Saskia, la trentaine, vit aux Philippines. Elle a depuis toujours un rapport particulier au corps. Le sien d'abord, ses pieds nus qui, gamine, l'éblouissent par leur beauté. Celui des autres surtout, des corps à brutaliser, aimer, conquérir, soumettre, révérer... De retour en France à la suite d'une rupture, Saskia se lance dans l'un de ses grands projets : devenir dominatrice professionnelle. Cette activité la plonge dans le tourbillon des fantasmes masculins aussi inattendus qu'étranges. Au fil de " séances " mémorables ou pitoyables, elle doute, exulte, s'interroge, s'indigne parfois, et se confronte à ses propres limites dans une société dont les lois rendent le travail du sexe si difficile.
Au-delà du BDSM, ce roman largement autobiographique montre que l'inacceptable, le tordu ou le pervers ne résident pas toujours où on le pense. L'écriture à la fois tendre, drôle et crue dessine les contours d'un travail hors-norme. Notre curiosité se meut peu à peu en un profond attachement envers cette Maîtresse-Femme qui fait le mal, si bien.
J’ai décidé d’abandonner La loi du talon à mi-parcours. J’essaie de m’y remettre depuis un moment, mais je repousse sans cesse cette lecture, et j’ai fini par accepter que ce n’était tout simplement pas le bon moment pour moi.

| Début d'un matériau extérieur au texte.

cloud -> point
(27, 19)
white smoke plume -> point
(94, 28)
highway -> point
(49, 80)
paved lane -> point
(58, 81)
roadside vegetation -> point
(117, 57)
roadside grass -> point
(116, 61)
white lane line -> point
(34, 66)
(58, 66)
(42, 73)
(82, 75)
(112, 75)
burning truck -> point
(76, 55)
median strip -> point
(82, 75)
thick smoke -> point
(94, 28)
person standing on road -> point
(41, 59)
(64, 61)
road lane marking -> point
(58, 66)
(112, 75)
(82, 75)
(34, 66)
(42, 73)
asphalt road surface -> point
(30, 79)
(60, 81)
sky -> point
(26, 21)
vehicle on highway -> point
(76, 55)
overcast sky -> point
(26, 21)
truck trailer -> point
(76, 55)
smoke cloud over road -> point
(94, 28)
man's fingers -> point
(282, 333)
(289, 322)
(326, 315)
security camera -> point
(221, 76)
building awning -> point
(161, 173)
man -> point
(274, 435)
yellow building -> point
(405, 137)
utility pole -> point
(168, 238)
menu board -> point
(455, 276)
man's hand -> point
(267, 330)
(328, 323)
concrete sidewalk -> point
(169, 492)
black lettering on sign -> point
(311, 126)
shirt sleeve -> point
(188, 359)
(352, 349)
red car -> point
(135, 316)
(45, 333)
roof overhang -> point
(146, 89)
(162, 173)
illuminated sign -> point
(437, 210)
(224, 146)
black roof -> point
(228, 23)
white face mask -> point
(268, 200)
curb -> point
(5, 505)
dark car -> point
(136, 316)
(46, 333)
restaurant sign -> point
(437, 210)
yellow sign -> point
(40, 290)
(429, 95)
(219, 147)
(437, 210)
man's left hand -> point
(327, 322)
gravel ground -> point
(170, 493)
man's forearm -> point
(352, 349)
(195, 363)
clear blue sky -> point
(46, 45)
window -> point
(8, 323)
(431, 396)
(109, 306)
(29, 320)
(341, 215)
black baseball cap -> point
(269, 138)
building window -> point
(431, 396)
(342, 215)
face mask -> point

J’avais apprécié le début du livre, ainsi que le caractère trempé et la détermination de l’autrice, dont la voix est forte et assumée. Mais je n’ai pas réussi à m’y replonger avec l’attention qu’elle mérite. Peut-être une question de timing plus que de contenu. Je ne l’exclus pas de reprendre un jour, dans un autre état d’esprit.
Sautez les 150 premières pages sans aucun scrupule (d'ailleurs, vous verrez, vous pouvez prendre en cours de route sans que cela gêne). cela devient ensuite intéressant, un peu amusant.